Alors que le paysage cinématographique français est source permanente d’un débat tripartite entre le public, les cinéphiles et les institutions, Maxime Solito nous propose l’étude d’un portrait, forcément centré mais très complet, d’un cinéma perçu par les cinéphiles, ou en tous cas une certaine frange d’entre eux.elles.

L’exercice du documentaire est très intéressant pour quiconque veut faire passer une idée : l’illusion de réalité est très utile pour faire accepter cet idéal par le spectateur, qui a souvent le mauvais réflexe de percevoir ce qu’il voit comme un discours tout à fait objectif. Évidemment, puisque tout film est politique, tout type de film est voué à transmettre, consciemment ou non, des valeurs ou des idéaux à son public. Maxime Solito a bien compris cela, mixant les passages de ces intervenants avec des passages de films, faisant interagir la « réalité » et la « fiction » pour en faire un mélange plein de vie, très interactif et très convaincant. Ainsi, l’illusion que tous les points de vue sont également traités dans le film est vite déjouée par les réaction des personnes qui suivent ces points de vue, pointant ainsi le discours et son appréhension par le spectateur vers une direction bien particulière.

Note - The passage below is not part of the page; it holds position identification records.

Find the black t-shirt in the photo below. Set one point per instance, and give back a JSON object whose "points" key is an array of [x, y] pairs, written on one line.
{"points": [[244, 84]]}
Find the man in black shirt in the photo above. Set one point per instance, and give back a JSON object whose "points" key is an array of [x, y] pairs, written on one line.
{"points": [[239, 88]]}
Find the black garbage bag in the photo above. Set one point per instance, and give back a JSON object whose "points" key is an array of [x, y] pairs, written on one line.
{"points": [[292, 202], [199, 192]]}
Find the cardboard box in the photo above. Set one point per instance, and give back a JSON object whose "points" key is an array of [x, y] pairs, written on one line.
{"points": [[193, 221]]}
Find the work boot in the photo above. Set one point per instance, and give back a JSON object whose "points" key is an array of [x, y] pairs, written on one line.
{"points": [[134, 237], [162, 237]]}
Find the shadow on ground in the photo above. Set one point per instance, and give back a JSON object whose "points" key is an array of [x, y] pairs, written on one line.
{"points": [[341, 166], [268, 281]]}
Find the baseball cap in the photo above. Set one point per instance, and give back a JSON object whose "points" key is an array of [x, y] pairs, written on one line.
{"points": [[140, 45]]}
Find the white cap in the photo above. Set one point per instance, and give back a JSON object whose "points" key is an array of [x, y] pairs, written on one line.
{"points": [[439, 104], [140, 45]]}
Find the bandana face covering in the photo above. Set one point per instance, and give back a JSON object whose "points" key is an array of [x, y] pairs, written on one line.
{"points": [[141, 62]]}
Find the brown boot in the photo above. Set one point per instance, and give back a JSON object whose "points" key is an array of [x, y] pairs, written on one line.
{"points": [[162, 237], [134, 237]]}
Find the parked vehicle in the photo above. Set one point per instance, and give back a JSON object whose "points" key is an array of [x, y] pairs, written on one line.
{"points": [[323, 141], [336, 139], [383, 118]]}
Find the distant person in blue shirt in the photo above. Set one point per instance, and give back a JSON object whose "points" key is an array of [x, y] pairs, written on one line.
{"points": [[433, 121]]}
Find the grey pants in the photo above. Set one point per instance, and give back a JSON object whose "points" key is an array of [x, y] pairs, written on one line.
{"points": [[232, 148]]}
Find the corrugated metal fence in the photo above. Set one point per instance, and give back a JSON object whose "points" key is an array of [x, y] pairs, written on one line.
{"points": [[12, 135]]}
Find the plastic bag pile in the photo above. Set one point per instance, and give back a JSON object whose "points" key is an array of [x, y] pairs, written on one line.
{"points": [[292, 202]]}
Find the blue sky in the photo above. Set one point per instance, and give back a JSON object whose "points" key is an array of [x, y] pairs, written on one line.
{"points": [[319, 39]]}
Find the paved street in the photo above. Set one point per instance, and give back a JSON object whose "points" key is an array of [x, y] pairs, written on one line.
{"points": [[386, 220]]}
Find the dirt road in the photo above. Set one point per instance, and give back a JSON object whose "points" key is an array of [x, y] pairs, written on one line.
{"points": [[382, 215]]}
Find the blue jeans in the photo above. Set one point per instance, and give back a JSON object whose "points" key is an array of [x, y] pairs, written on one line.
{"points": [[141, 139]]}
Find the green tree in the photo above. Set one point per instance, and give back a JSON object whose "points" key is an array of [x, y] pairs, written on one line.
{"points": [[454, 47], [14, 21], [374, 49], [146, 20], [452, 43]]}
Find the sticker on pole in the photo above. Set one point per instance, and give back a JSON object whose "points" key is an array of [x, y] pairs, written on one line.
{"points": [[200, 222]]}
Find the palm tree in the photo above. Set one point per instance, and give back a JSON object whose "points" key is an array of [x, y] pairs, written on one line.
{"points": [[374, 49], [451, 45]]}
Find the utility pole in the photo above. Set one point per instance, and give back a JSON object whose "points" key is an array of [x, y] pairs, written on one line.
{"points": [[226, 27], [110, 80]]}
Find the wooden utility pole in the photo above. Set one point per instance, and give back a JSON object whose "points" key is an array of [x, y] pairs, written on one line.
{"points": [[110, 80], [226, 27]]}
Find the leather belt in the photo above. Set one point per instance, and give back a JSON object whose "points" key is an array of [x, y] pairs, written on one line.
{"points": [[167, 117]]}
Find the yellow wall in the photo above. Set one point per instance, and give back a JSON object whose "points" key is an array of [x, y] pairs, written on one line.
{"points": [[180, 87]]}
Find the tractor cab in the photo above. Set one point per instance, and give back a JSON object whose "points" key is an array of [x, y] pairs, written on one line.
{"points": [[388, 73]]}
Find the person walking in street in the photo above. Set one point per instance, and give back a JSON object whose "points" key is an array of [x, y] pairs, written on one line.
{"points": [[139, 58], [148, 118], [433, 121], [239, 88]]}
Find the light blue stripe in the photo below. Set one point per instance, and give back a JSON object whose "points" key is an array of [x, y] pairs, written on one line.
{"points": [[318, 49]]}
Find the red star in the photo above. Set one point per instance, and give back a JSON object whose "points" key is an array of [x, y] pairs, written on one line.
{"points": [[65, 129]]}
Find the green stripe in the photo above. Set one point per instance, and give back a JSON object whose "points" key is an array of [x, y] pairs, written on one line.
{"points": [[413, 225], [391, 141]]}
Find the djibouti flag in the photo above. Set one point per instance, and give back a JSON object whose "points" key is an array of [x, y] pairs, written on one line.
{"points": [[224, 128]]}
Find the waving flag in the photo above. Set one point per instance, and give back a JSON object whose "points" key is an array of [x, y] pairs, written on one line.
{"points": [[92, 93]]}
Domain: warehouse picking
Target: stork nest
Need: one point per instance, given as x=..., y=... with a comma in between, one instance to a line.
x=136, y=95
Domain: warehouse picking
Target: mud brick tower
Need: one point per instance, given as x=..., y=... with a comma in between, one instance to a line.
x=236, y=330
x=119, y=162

On devine aisément le fond guerrier du film et il est dans ce sens un peu dommage qu’il soit délivré en voix off en fin de film, ce qui peut donner le sentiment qu’on ne fait pas confiance au spectateur pour comprendre ce qu’il faut comprendre alors que le tout est jusqu’à la fin très bien organisé et très clair dans le discours. On dirait plutôt que le film manque de confiance en lui même, en son pouvoir d’évocation. Pourtant, il est un trésor de montage, la Technique si chère aux intervenants est tout au service du film et parle presque mieux que ceux qui expriment face caméra leur discours. L’aveuglement coupable du directeur général du CNC est sanctionné par des yeux fictifs levés au ciel, tandis que la parole de Céline Sciamma est quasiment sacralisée, les hésitations sont gardés au montage comme la preuve d’un discours du cœur réel, tangible et peu préparé. Les Cinéphiles se suit comme le brûlot avant-gardiste qu’il est, avec tout l’agacement que des propos contraires aux pensées du spectateur peuvent susciter en lui, mais aussi avec toute l’honnêteté et la préparation (pour le coup, documentaire) dont il fait preuve.

Les cinéphiles

Robert Hospyan fait souvent le lien entre les parties.

Le film est travaillé. Il ouvre les yeux sur bien des points. Cela passe par la citation d’un certain nombre de sources objectives : on fait dire ce que l’on veut aux chiffres, mais ils existent et suffisent en eux mêmes à se rendre compte de problématiques peu ouvertes au grand public. Le nombre ridicule de films de genre soutenus par le CNC, les inégalités de représentation dans le cinéma français, rien n’est laissé de côté pour servir le propos, celui d’un cinéma national malade et dont la diversité manque à plusieurs niveaux. Les Cinéphiles n’est pas qu’une affaire de chiffres, mais est symbolique d’un cinéma très émotionnel et spontané que ne renierait pas Spielberg, que l’on sait modèle par bien des points du réalisateur. Ainsi, l’émotion passe par les témoignages de cinéphiles concerné.es.s, et rend les chiffres d’autant plus glaçants qu’ils sont directement liés aux humain.es. s qui les commentent.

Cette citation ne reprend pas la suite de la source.